Wait It Out

A study finds almost everyone claims Social Security at the wrong time

According to a new report, almost everyone claims Social Security at the wrong time. A study from United Income, a money management company for retirees, found that 96 percent of Americans choose a “suboptimal” time to claim their monthly checks. Claiming early, in particular, leads to lots and lots (and lots) of lost cash.

Social Security is a big part of retirement for many people. The United Income report found that about 50 percent of current retirees say that Social Security makes up more than half of their yearly income, and 28 percent claim it makes up more than 75 percent. It seems like everyone needs Social Security, but they’re not ensuring it pays out the most it can. The earliest you can claim Social Security is 62. However, the best time to claim your payments is 70.

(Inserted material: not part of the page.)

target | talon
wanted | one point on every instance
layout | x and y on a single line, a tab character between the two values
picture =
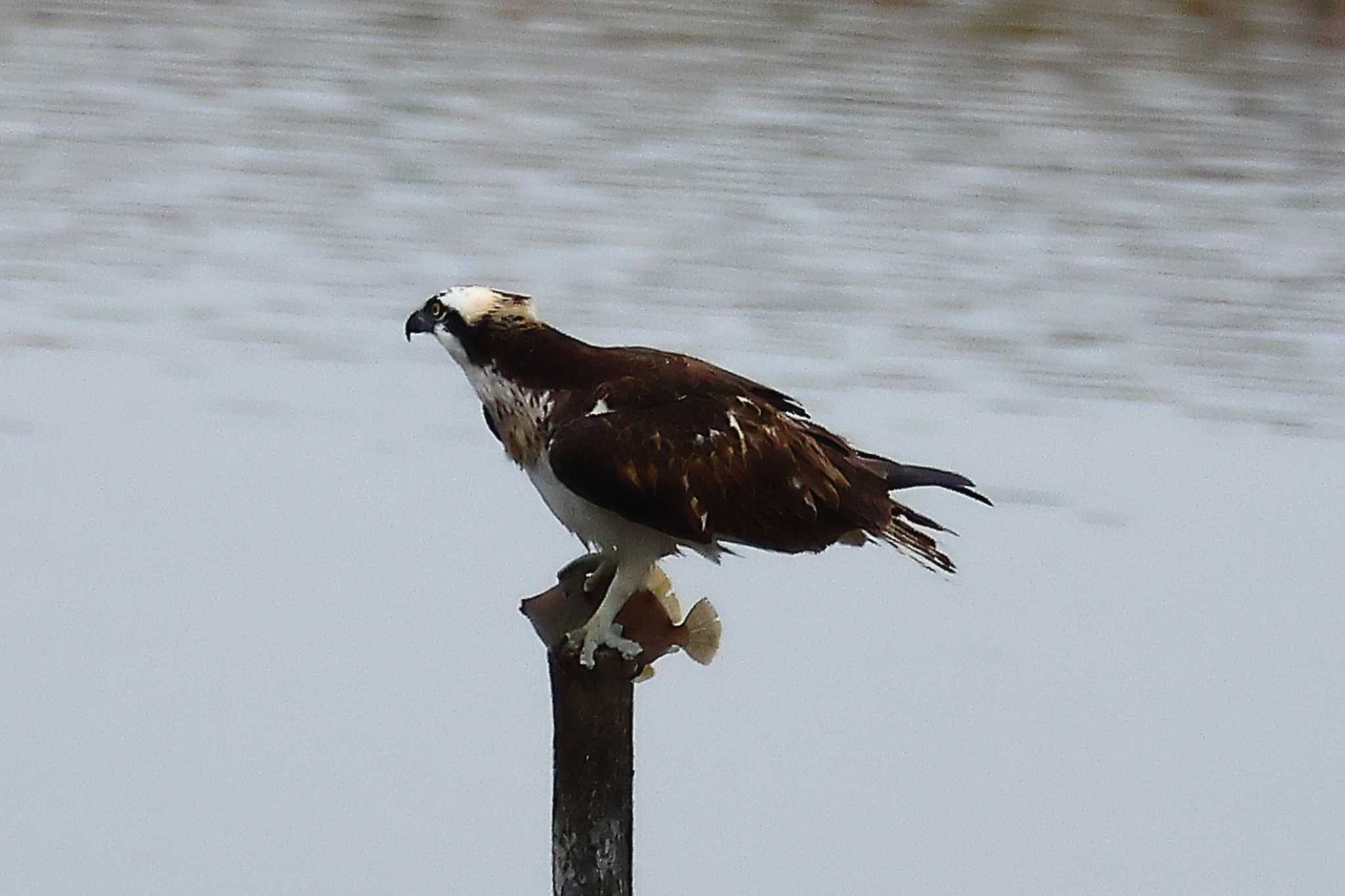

The United Income report analyzed 2,000 American households and found that just 4 percent of people claim their Social Security at 70. Those early claims have resulted in more than $3.4 trillion in total, collective losses. The average retiree who takes Social Security at a suboptimal time (any age other than 70) will lose out on an extra $111,000. While the researchers said 70 was the optimal age for most people, there are exceptions to the rule — like those with chronic illnesses, etc.

The researchers behind the study theorize that the main reason people claim their checks too early is that it’s psychologically difficult. In essence, you’re trying to figure out how long you’re going to live. The fix? The authors of the report suggest using savings in your 60s (if you have to) in order to guarantee a larger Social Security check later. If you claim at the right time, the report estimates income during your 70s and 80s will increase by more than 25 percent. Patience is a virtue… and a bigger payday.